Muitas vezes, quando o percurso era mais íngreme, os passageiros tinham de empurrar as carruagens para ajudar o "Larmanjat" a subir a ladeira (IVO, Carlos com José Brito Paulo, "Quando o Comboio chegou a Sintra", in História, nº 135, Dezembro de 1990, pp.68 a 75, p.71).
Essas situações, assim como os sucessivos descarrilamentos e avarias, provocaram o descrédito desse transporte, pelo que os passageiros preferiam continuar a viajar em diligência, que se revelava mais segura e mesmo mais rápida, situação descrita, de forma pitoresca, em notícia evocativa daquele transporte, transcrita por um jornal torriense do princípio do século XX:
“(...) Quem, em Torres, se mettia na diligencia, puxada a tres muares bem lustrosas, guiadas pelo Zé das Meninas, tinha a certeza de que, volvidas cinco horas, se apeava mais ou menos derreado á porta do Neves do Rocio.
“A gente sahia d’aquella caixa muito tropego, com um pé dormente e uma caimbra levada da bréca; mas constava, deliciosamente, a integridade do seu systema osteologico e esta venturosa coisa de se Ter chegado a tempo.
“Quem se mettia no Larmanjat não gosava d’estas vantagens. Em primeiro logar tanto se podia chegar, ao Arco do Cego, quatro horas depois da sahida de Torres, como oito, como doze, como ... não chegar, ao menos de Larmanjat.
“E isto porque uma rampa, uma curva, um modesto calhau o fazia descarrilar. Parte do trajecto, mesmo, era feito sobre a porção do leito da estrada que lhe era defezo. A machina, por alguns metros, riscava no macadam como se fosse um arado em terras de cultura. Depois estacava.
“As portas das carruagens abriam-se e sahiam poeirentos, cabisbaixos, rogando pragas, os corajosos passageiros que se tinham abalançado áquella aventura. O comboio já lançára desenfreadamente o convencionalismo dos tres apitos que, pelas quebradas da serra se repercutiam a pedir auxilio aos trabalhadores do campo. Mas emquanto elles não chegavam?!
“ O machinista, o fogueiro, o revisor poderiam lá nunca, elles sós, pôr aquelle monstro no seu logar! E então os passageiros, maldizendo a sua sorte e o duque de Saldanha, despiam as suas quinzenas, os seus fracks e um por outro a sua sobrecasaca (porque vinham tratar de eleições com o governador civil) e todos se arvoravam em troço de operarios, de assalariados d’essa Companhia que lhes tinha cobrado bilhete, que se esforçava por quebrar-lhes as costellas e tratavam de encarrilar, com a pressa possivel, aquella bugiganga.

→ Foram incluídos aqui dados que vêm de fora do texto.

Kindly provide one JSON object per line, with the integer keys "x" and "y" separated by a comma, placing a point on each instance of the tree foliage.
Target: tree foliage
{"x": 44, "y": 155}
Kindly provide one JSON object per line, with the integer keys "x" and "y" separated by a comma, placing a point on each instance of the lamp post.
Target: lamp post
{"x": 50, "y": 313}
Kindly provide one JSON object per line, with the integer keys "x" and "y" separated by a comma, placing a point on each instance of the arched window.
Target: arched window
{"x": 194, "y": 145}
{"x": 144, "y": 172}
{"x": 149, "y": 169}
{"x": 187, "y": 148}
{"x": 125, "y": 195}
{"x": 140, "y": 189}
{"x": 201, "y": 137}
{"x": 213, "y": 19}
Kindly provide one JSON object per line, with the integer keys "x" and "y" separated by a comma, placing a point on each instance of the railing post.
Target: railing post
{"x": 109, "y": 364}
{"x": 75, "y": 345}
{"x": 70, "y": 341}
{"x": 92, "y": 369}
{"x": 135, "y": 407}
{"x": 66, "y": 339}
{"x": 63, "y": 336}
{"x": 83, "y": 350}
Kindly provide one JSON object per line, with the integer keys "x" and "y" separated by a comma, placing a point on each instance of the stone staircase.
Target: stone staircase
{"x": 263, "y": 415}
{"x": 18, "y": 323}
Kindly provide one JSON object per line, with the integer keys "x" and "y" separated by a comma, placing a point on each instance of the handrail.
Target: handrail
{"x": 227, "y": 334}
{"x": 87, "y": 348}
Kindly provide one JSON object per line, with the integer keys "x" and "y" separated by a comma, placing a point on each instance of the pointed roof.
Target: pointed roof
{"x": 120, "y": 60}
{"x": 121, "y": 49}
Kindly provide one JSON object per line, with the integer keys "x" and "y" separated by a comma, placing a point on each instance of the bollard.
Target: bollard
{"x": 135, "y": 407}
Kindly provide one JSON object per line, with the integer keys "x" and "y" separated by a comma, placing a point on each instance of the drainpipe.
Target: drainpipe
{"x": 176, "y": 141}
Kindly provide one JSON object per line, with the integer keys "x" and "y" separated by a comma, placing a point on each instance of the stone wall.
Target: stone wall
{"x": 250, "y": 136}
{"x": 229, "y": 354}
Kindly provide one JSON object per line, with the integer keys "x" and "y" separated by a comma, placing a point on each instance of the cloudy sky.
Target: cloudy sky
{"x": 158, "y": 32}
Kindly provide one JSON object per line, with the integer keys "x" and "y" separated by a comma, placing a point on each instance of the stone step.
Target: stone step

“É justo dizer-se que um certo amor proprio, ou antes, uma pungente vergonha lhes insuflava alentos. Era o espectro escarninho, a insolente casquinada da diligencia obsoleta mas triumphante, demais a mais munida de guiseiras alacres e trocistas que os esforçava n’aquelle mister de retirar comboios manhosos da via publica. Ella, a diligencia, ia passar, guiada pelo Zé das Meninas, o mão-de-redea eximio, que se haveria de rir a bom rir depois de ter sahido do mesmo ponto, seis horas depois, de mais a mais bem jantado na Venda do Pinheiro ... E depois de os vêr, a elles – os do Larmanjat- a trabalharem como servos de gleba, elle continuaria em seu caminho a dizer facecias aos passageiros da imperial e a lançar chuvas ás lavadeiras de Lousa (...)” (ARANTES, Hemiterio, “O Larmanjat”, transcrito do “Popular” em A Vinha de Torres Vedras, nº 667, 1 de Novembro de 1906)..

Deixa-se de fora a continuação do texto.